Simply put: a spectrogram is constructed by breaking the audio recording into brief temporal windows and performing a Fourier transform on the audio samples within each window. A vertical column of pixels in the spectrogram corresponds to a narrow time interval, and the heat map along that column stores the Fourier spectrum of the audio data in that time interval. The tall peaks in the Fourier spectrum for that time interval correspond to bright colors in the heat map along that column, and shallow regions of the Fourier spectrum correspond to dim colors.
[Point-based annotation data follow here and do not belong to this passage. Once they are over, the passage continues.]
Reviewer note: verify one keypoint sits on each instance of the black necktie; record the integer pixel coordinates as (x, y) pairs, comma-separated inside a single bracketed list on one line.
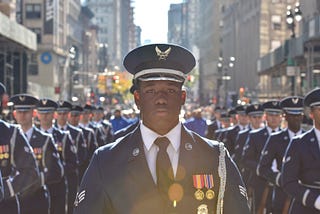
[(164, 168)]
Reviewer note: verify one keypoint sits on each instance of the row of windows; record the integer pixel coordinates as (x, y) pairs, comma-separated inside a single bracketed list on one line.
[(33, 11)]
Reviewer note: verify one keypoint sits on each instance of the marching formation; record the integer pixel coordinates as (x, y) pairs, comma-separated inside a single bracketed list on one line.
[(276, 146), (59, 157), (42, 163)]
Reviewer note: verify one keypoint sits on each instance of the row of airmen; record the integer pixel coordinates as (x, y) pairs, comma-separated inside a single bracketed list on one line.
[(280, 165), (42, 165)]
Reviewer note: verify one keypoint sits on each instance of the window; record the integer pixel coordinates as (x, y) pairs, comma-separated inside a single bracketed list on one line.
[(275, 44), (276, 22), (38, 32), (33, 11)]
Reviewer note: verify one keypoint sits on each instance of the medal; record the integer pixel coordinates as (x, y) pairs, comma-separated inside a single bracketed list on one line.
[(199, 195), (4, 163), (202, 209), (6, 155), (210, 194), (198, 183), (208, 183)]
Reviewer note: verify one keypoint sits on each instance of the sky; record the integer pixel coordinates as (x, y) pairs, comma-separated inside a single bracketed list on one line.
[(152, 17)]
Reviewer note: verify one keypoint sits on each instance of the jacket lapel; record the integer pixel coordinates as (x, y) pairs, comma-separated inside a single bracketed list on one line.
[(138, 168), (314, 145)]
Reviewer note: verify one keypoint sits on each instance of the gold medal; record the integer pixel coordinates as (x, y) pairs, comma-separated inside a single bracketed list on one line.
[(4, 163), (202, 209), (210, 194), (199, 195), (6, 155)]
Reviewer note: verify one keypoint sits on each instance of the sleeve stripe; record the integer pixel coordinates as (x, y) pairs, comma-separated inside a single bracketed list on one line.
[(10, 187), (278, 178), (304, 198)]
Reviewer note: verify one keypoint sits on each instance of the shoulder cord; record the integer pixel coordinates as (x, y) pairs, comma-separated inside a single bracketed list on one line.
[(223, 177), (222, 171), (12, 145), (64, 142)]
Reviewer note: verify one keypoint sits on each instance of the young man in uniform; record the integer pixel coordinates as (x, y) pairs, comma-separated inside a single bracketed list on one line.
[(67, 152), (257, 186), (301, 166), (47, 156), (161, 167), (77, 139), (275, 148), (17, 164)]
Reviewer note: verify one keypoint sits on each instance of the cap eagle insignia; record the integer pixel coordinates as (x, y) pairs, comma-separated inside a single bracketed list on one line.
[(162, 54), (295, 100), (44, 101), (22, 98)]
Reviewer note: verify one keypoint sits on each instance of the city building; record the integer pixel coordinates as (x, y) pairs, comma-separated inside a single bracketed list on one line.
[(252, 29), (117, 32), (17, 43), (294, 67)]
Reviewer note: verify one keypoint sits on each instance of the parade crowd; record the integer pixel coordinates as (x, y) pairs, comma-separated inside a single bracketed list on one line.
[(59, 157), (276, 148), (46, 149)]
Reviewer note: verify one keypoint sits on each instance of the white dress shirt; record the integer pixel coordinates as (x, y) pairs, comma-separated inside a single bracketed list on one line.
[(151, 150)]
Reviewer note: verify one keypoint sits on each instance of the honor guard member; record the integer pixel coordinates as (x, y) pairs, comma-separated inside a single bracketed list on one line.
[(225, 124), (257, 186), (215, 124), (232, 132), (301, 164), (17, 164), (67, 152), (255, 115), (118, 121), (1, 188), (197, 123), (77, 139), (98, 120), (275, 148), (88, 134), (161, 167), (47, 156), (132, 126)]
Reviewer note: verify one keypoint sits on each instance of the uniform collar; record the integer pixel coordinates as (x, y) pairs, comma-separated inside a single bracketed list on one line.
[(149, 136)]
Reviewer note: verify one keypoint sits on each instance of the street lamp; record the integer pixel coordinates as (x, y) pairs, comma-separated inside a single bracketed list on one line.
[(223, 68), (292, 16)]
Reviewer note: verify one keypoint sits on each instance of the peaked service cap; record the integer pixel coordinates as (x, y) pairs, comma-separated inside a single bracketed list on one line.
[(159, 62)]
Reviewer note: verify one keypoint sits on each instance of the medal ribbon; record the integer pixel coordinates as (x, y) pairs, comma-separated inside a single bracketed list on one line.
[(198, 181), (208, 181)]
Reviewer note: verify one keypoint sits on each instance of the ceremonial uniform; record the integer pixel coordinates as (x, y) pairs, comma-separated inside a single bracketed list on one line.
[(51, 171), (104, 126), (88, 135), (301, 166), (274, 150), (50, 166), (1, 188), (214, 125), (131, 189), (257, 186), (126, 130), (232, 132), (77, 139), (18, 166), (67, 153), (161, 167), (253, 111)]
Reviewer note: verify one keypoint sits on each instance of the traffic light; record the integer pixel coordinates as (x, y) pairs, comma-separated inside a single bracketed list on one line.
[(115, 79), (241, 92)]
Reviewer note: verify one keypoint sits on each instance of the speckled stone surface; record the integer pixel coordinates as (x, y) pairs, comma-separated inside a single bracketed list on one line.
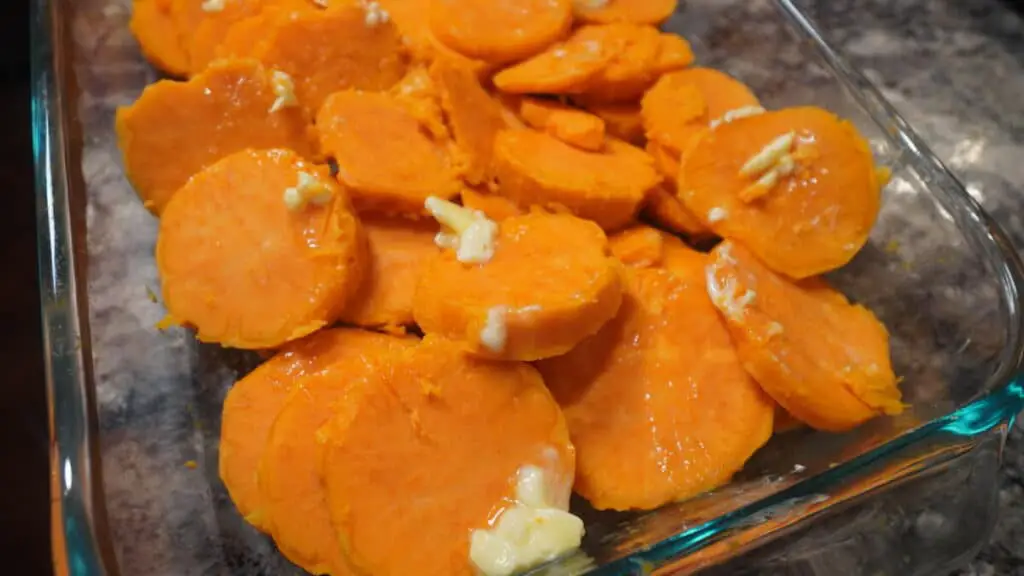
[(954, 69)]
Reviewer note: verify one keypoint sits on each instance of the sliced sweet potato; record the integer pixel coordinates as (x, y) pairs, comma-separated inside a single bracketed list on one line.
[(329, 50), (665, 209), (288, 477), (246, 269), (213, 26), (612, 63), (494, 206), (641, 53), (622, 120), (473, 115), (398, 250), (568, 124), (383, 155), (500, 32), (823, 360), (630, 11), (250, 408), (419, 95), (670, 412), (549, 284), (452, 415), (175, 129), (798, 187), (639, 246), (159, 37), (683, 104), (535, 168)]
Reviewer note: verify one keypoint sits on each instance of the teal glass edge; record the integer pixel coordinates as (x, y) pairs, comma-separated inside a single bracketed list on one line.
[(73, 417), (87, 550)]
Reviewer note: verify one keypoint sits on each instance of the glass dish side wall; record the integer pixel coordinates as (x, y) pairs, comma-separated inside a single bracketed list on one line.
[(158, 395)]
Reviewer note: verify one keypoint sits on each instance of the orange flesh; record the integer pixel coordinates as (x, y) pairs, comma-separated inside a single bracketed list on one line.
[(665, 209), (383, 155), (500, 31), (175, 129), (288, 477), (347, 53), (250, 408), (570, 125), (450, 415), (534, 168), (214, 26), (550, 272), (682, 104), (809, 222), (159, 38), (397, 252), (495, 207), (823, 360), (304, 269), (632, 11), (670, 412), (474, 116), (621, 120)]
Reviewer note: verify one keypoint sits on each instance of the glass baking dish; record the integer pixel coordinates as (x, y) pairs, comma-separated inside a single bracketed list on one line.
[(134, 412)]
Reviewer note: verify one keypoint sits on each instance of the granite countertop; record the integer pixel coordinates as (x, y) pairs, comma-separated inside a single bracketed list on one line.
[(954, 69)]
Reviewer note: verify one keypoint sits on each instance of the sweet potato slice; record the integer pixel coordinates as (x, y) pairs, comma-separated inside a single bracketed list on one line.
[(683, 104), (159, 37), (568, 124), (398, 249), (248, 270), (823, 360), (452, 414), (548, 285), (670, 412), (383, 154), (329, 50), (798, 187), (288, 477), (473, 115), (250, 408), (534, 168), (500, 32), (213, 25), (175, 129), (641, 53), (622, 120), (639, 246), (492, 205), (666, 210), (630, 11)]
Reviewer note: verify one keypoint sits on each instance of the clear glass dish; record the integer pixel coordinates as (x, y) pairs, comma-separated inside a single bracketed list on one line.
[(135, 412)]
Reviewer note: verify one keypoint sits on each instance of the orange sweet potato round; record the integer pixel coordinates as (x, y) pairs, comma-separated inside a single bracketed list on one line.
[(251, 407), (669, 412), (823, 360), (243, 268), (425, 456), (549, 285), (288, 475), (383, 154), (798, 187), (175, 129), (608, 188), (504, 31)]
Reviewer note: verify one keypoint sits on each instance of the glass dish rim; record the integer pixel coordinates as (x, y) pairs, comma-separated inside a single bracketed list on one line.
[(79, 505)]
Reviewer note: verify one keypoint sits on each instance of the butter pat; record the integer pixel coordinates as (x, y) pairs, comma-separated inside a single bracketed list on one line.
[(284, 88), (308, 190), (535, 530), (469, 233)]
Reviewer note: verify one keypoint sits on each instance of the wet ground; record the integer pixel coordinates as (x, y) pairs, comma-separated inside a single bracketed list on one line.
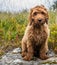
[(14, 58)]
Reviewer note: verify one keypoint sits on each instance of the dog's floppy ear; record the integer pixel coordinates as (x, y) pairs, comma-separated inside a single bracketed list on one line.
[(30, 17)]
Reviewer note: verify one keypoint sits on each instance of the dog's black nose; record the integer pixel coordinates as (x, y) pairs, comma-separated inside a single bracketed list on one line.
[(39, 20)]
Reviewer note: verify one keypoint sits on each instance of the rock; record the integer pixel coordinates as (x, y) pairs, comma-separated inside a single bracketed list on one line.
[(17, 50), (16, 59)]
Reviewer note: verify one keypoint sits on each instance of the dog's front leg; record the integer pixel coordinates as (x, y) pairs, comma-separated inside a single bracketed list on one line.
[(43, 51), (29, 51)]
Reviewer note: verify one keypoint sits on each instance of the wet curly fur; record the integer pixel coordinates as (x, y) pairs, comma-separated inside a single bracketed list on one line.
[(35, 39)]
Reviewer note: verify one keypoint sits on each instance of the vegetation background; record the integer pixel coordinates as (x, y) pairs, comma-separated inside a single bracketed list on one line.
[(12, 27)]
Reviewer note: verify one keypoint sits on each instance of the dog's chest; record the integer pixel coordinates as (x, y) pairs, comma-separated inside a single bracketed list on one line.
[(39, 36)]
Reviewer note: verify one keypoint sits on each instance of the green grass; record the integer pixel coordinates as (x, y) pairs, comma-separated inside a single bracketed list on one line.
[(12, 27)]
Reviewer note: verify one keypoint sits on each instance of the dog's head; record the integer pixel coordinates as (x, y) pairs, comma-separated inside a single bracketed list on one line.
[(38, 16)]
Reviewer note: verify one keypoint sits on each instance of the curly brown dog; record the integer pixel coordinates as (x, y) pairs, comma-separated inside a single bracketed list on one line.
[(34, 42)]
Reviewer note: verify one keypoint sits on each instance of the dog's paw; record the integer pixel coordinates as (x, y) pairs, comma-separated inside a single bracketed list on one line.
[(24, 54), (27, 57), (44, 57)]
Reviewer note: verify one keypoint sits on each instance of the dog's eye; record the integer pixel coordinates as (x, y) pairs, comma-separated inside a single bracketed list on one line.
[(42, 13), (35, 13)]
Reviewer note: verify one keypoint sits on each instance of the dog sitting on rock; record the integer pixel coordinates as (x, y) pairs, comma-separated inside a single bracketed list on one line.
[(35, 39)]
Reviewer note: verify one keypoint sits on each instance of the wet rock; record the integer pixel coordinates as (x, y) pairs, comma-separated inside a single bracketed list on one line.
[(15, 58)]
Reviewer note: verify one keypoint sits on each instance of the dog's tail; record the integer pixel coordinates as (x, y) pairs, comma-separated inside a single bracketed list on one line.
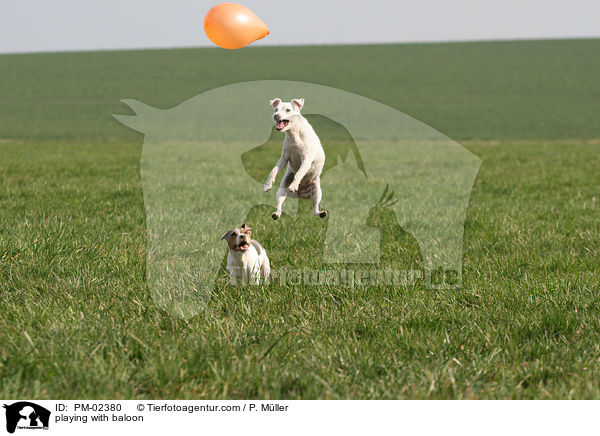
[(265, 270)]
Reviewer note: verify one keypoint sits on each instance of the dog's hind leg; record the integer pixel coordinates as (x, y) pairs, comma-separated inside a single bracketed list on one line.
[(316, 195), (283, 192)]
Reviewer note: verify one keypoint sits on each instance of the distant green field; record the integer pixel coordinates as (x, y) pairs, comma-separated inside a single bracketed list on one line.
[(78, 320)]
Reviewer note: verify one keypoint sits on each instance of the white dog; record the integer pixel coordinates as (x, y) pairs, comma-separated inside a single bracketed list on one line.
[(303, 154), (247, 259)]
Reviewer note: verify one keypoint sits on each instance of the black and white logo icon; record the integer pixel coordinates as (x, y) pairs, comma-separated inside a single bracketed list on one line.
[(26, 415)]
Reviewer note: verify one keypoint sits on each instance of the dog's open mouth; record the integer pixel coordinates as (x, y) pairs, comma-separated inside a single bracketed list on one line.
[(281, 124), (242, 246)]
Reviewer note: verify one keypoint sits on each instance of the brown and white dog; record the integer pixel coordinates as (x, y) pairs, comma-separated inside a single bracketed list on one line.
[(247, 259)]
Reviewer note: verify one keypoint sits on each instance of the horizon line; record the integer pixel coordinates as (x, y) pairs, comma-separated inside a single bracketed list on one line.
[(333, 44)]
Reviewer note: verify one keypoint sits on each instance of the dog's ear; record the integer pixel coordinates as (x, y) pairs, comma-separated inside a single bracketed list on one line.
[(227, 235), (298, 102)]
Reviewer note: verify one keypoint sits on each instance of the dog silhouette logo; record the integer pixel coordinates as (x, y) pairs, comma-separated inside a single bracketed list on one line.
[(26, 415)]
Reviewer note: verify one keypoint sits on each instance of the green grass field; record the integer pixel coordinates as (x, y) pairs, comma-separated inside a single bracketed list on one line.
[(77, 318)]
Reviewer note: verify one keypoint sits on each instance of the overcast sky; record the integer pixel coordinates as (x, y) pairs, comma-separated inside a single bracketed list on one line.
[(65, 25)]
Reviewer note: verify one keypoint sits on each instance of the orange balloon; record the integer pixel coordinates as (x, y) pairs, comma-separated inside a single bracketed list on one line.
[(231, 26)]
The next set of exercises will show us how to leverage matplotlib’s built-in spectrogram to analyze audio recordings. They will also step us through the process of constructing our own spectrogram from scratch.

To conclude, let’s watch a brief video that demonstrates a spectrogram that evolves in real time as sound is being recorded. This will help mature our intuition for what the spectrogram reveals to us about audio recordings. It will also provide some nice insight into the overtones that often appear in these Fourier analyses.

Reading Comprehension: Interpreting the Spectrogram:

Refer back to the Fourier spectrum of the audio recording, which was plotted on a logarithmic scale. Note the locations of the three most prominent peaks, which register above \(10^{-2}\) on the plot, and locate these three notes on the spectrogram along with where they manifest on the \(x\)-axis. Listen again to the recording and correspond what you hear with the emergence of these notes in the spectrogram.

Next, count the number of prominent peaks on the Fourier spectrum (plotted on the logarithmic scale). Can you find a one-to-one correspondence with these peaks and the distinct notes and overtones present in the spectrogram?

Reading Comprehension Exercise Solutions

Interpreting the Spectrogram: Solution

Refer back to the Fourier spectrum of the audio recording, which was plotted on a logarithmic scale. Note the locations of the three most prominent peaks, which register above \(10^{-2}\) on the plot, and locate these three notes on the spectrogram along with where they manifest on the x-axis. Listen again to the recording and correspond what you hear with the emergence of these notes in the spectrogram.

Next, count the number of prominent peaks on the Fourier spectrum (plotted on the logarithmic scale). Can you find a one-to-one correspondence with these peaks and the distinct notes and overtones present in the spectrogram?

There are 10 distinct peaks in the log-scaled Fourier spectrum – 3 notes and 7 overtones. All ten of these features manifest as distinctive horizontal lines on the spectrogram, residing at the same frequencies, which are plotted along the \(y\)-axis on the spectrogram and the \(x\)-axis of the Fourier spectrum.